Nathalie Griesbeck : l’Amérique latine est aussi un
continent émergent, avec en plus des langues européennes. L’UE est un
ancien partenaire mais moins aimé que d’autres, et il y a donc une carte
à jouer sur ce continent qui nous regarde de près, en particulier pour
notre modèle social.
Jean-Luc
Benhamias : il y a une nécessité absolue de répondre à
l’électorat de façon positive sur le sujet de l’Europe. Face à la crise
énergétique, nous n’avons encore rien vu au sujet des crises
corporatistes (pêcheurs, agriculteurs…). Il n’y a pas de réponse que
nationale possible, il faut une réponse européenne. Par exemple, poser
la question de la taxation des produits financiers, remettre debout les
productions locales énergétiques et alimentaires (ce qui est en totale
contradiction avec le projet de LME actuel).
Questions et interventions de la salle :
- Axel de Maisoneuve de Belgique : question posée à Tom
Brake. Que pensez-vous de l’Europe de la défense ? quand d’un côté le
président français annonce que la France revient dans le commandement
intégré de l’OTAN et que de l’autre il souhaite promouvoir l’Europe de
la défense, n’est-ce pas contradictoire ? comment avoir une politique
influente au niveau mondial si nous sommes dépendants au niveau
militaire ?
- Marianne, de Boulogne-Billancourt : L’Europe a-t-elle
vraiment la volonté politique de lutter contre la corruption ? comment
expliquer aux français que leur avenir dépend de l’avenir des africains
? Eva Joly répond qu’en effet c’est bien le cœur du problème, que d’en
avoir la volonté politique.
- Franz Vasseur : il me semble qu’il y a cinq
impératifs au niveau agricole. Produire plus, produire mieux, produire
de façon viable, produire dans le respect des ressources et en cohérence
avec le monde (cf ex du Ghana plus haut). Il faut remettre en place le
lien entre consommateur et producteur. Pourquoi ne pas mettre en place
une agence européenne des semences qui permettra à ceux qui le veulent
de produire de façon autonome ?
- Jacques Marais, Charente Maritime. La réforme de la
PAC est nécessaire mais il faut quand même aider. Même les producteurs
de céréales aujourd’hui ont des difficultés. Il faut renouveler le
contrat social. Mazoyer répond que ce n’est pas les subventions qu’il
faut continuer mais c’est de garantir à tous un prix minimum, comme cela
était le cas dans les années 50, mais pas seulement en Europe, aussi
dans le monde pour que tous les paysans puissent vivre de leur travail.
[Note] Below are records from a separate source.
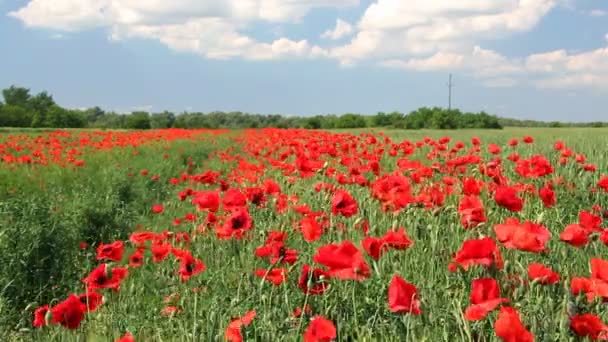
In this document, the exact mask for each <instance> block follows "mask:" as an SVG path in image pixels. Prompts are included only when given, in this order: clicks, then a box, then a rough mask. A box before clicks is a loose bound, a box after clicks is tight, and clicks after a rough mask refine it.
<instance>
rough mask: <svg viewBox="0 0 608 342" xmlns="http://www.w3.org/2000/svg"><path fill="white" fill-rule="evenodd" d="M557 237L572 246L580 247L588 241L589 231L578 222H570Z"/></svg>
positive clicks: (575, 246)
mask: <svg viewBox="0 0 608 342" xmlns="http://www.w3.org/2000/svg"><path fill="white" fill-rule="evenodd" d="M559 238H560V240H562V241H564V242H567V243H569V244H571V245H572V246H574V247H582V246H584V245H586V244H587V243H588V242H589V231H587V230H586V229H585V228H584V227H583V226H581V225H579V224H570V225H568V226H566V228H564V231H563V232H562V233H561V234H560V235H559Z"/></svg>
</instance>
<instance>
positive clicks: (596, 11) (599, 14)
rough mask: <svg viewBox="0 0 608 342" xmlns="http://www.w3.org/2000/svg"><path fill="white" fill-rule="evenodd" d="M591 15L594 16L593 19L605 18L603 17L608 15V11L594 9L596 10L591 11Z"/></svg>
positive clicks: (589, 13)
mask: <svg viewBox="0 0 608 342" xmlns="http://www.w3.org/2000/svg"><path fill="white" fill-rule="evenodd" d="M589 15H590V16H593V17H603V16H606V15H608V11H604V10H599V9H594V10H591V11H589Z"/></svg>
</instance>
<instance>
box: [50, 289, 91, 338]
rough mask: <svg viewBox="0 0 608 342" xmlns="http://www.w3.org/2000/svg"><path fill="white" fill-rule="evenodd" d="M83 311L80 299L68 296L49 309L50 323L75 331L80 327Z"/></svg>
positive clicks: (83, 318)
mask: <svg viewBox="0 0 608 342" xmlns="http://www.w3.org/2000/svg"><path fill="white" fill-rule="evenodd" d="M85 311H86V308H85V306H84V305H83V304H82V302H81V301H80V299H79V298H78V297H77V296H75V295H73V294H70V296H69V297H68V298H67V299H66V300H64V301H63V302H61V303H59V304H57V305H55V306H54V307H53V308H52V309H51V314H52V316H53V318H52V322H53V323H55V324H61V325H62V326H63V327H65V328H68V329H72V330H73V329H77V328H78V327H79V326H80V322H81V321H82V320H83V319H84V313H85Z"/></svg>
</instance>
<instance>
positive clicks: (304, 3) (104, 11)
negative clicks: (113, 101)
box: [9, 0, 608, 89]
mask: <svg viewBox="0 0 608 342" xmlns="http://www.w3.org/2000/svg"><path fill="white" fill-rule="evenodd" d="M360 3H361V2H360V0H205V1H201V0H172V1H167V0H147V1H141V0H30V1H29V2H28V3H27V4H25V5H24V6H23V7H22V8H20V9H18V10H16V11H14V12H11V13H9V16H12V17H14V18H17V19H19V20H21V21H22V22H23V23H24V24H25V25H26V26H28V27H40V28H49V29H53V30H56V31H81V30H87V29H92V28H102V29H105V30H107V32H108V34H109V36H110V37H111V39H114V40H127V39H130V38H144V39H152V40H157V41H159V42H161V43H162V44H164V45H166V46H167V47H169V48H170V49H173V50H176V51H183V52H188V53H195V54H198V55H201V56H203V57H204V58H209V59H230V58H240V59H249V60H268V59H279V58H294V57H296V58H332V59H335V60H337V61H338V63H339V65H340V66H343V67H354V66H356V65H357V64H359V63H372V64H378V65H380V66H382V67H389V68H399V69H406V70H414V71H420V72H428V71H443V72H445V71H452V72H462V73H466V74H469V75H472V76H473V77H475V78H477V79H478V80H479V82H480V83H482V84H484V85H486V86H488V87H508V86H514V85H516V84H521V83H526V82H531V83H533V84H534V85H536V86H538V87H543V88H547V87H552V88H569V87H580V86H588V87H594V88H602V89H608V81H607V80H608V65H607V63H608V62H607V61H608V47H607V48H600V49H597V50H592V51H586V52H577V53H571V52H568V51H565V50H557V51H550V52H545V53H540V54H534V55H531V56H527V57H526V56H522V57H521V58H507V57H505V56H503V55H502V54H500V53H499V52H498V51H493V50H489V49H484V48H482V47H480V45H482V44H483V41H484V40H487V39H492V40H496V39H501V38H505V37H509V36H511V35H513V34H517V33H522V32H526V31H529V30H532V29H533V28H534V27H535V26H536V25H537V24H538V23H539V22H540V21H541V19H542V18H543V17H545V16H546V15H547V14H548V13H549V12H550V11H551V10H552V9H553V8H555V7H556V6H560V5H562V6H563V5H564V4H567V3H568V2H567V1H566V0H492V1H488V0H458V1H454V0H433V1H428V0H408V1H401V0H376V1H374V2H373V3H371V4H369V5H368V6H367V7H366V8H365V9H364V11H363V12H362V15H361V17H360V18H359V20H358V21H357V22H353V23H352V24H351V23H349V22H346V21H344V20H342V19H339V18H337V19H336V25H335V27H334V28H332V29H329V30H327V31H325V32H324V33H323V34H322V35H321V37H320V38H322V39H324V41H323V42H322V43H319V44H321V45H317V44H315V43H314V41H312V40H313V39H314V38H316V37H310V38H309V39H293V38H290V37H288V36H286V35H284V34H280V35H276V37H277V38H276V39H272V40H270V41H260V40H258V39H255V38H254V37H252V36H251V35H250V34H248V30H249V29H250V27H251V26H252V25H254V24H255V23H259V22H262V23H267V24H271V26H273V27H275V28H276V27H278V26H282V25H281V24H283V23H289V24H294V23H295V24H298V23H300V24H302V23H303V22H304V21H305V20H306V15H307V14H308V13H310V12H311V11H312V10H314V9H318V8H346V7H353V6H358V5H359V4H360ZM590 15H595V16H602V15H606V13H605V11H603V10H595V11H591V12H590ZM275 33H276V32H275ZM347 37H350V38H349V39H347V40H345V41H343V42H342V43H339V42H337V41H338V40H341V39H345V38H347ZM606 40H607V41H608V35H607V36H606ZM325 44H327V46H326V45H325Z"/></svg>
- Arnaud Hoyois, Italie : y a-t-il une chance pour une
vraie politique de co-développement dans la politique étrangère de
l’Europe ?
- Xavier de Peretti : il faut poser la question du
néo-capitalisme et des néoconservateurs. Est-ce le modèle que nous
voulons pour l’Europe ? je ne le crois pas. Ce n’est pas notre vision ni
notre civilisation. Il faut le réaffirmer clairement dans notre projet.